Although we were generally pleased with the Picoboi we had constructed, that is not to say there aren’t optimizations to be made. One of the primary reasons this project was so interesting is that all of our design choices were in many ways a battle between form and function. In its development, we ultimately wanted to include as many features as possible to maximize user experience; however if those additions required adding hardware, then we would have to increase the size of the device in turn decreasing user experience. This required a lot of critical decisions to be made. For example, we did not include the amplifier circuit that we built because it was too large, but as a result we are limited in our audio volume and quality. Design choices like using a PCB rather than a solder board and buying an amplifier rather than building an amplifier circuit are just a few ways we can improve the PicoBoi and shift our device more in the handheld pocket friendly direction.
All of our code was built from the ground up which extends to code design and music.
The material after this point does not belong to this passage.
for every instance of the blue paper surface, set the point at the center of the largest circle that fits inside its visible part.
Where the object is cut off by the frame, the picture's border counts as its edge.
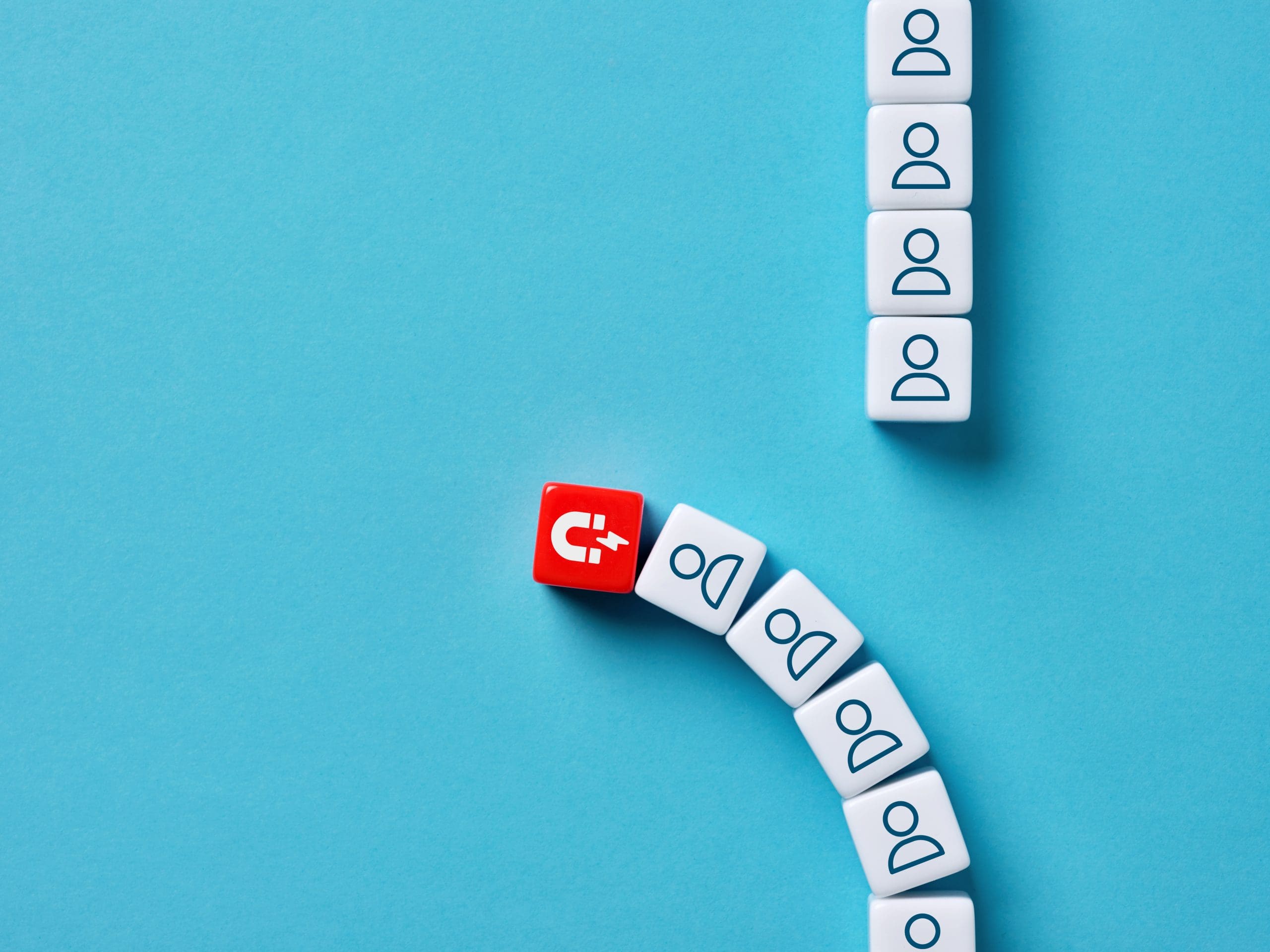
(300, 305)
We did not utilize anything that is open source or in the public domain. Although choosing to go this route may have hindered us in the quantity of features we were able to offer, our final product is something that is unique and the experience of building all of its features was a great learning experience. Although the implementations may be unique, there is nothing specifically new or novel related to our project and as a result, there aren’t any apparent patent opportunities From an ethical standpoint, our project doesn’t raise any red flags. Foregoing the dangers associated with any toy or handheld gaming device, The PicoBoi doesn’t appear to pose any significant risks to the user however there are probably steps that would need to be taken before it could meet industry standard if it were to go into production. Outside of some of the graphics that were used to indicate game modes and features on our GUI, we do not utilize anyone else’s intellectual property so there are no major legal considerations to be made.
Development of the PicoBoi was both a fun project and a great learning experience. In doing so we were able to continue to explore many of the topics covered in this class and delve into some of the features and capabilities of the RP2040.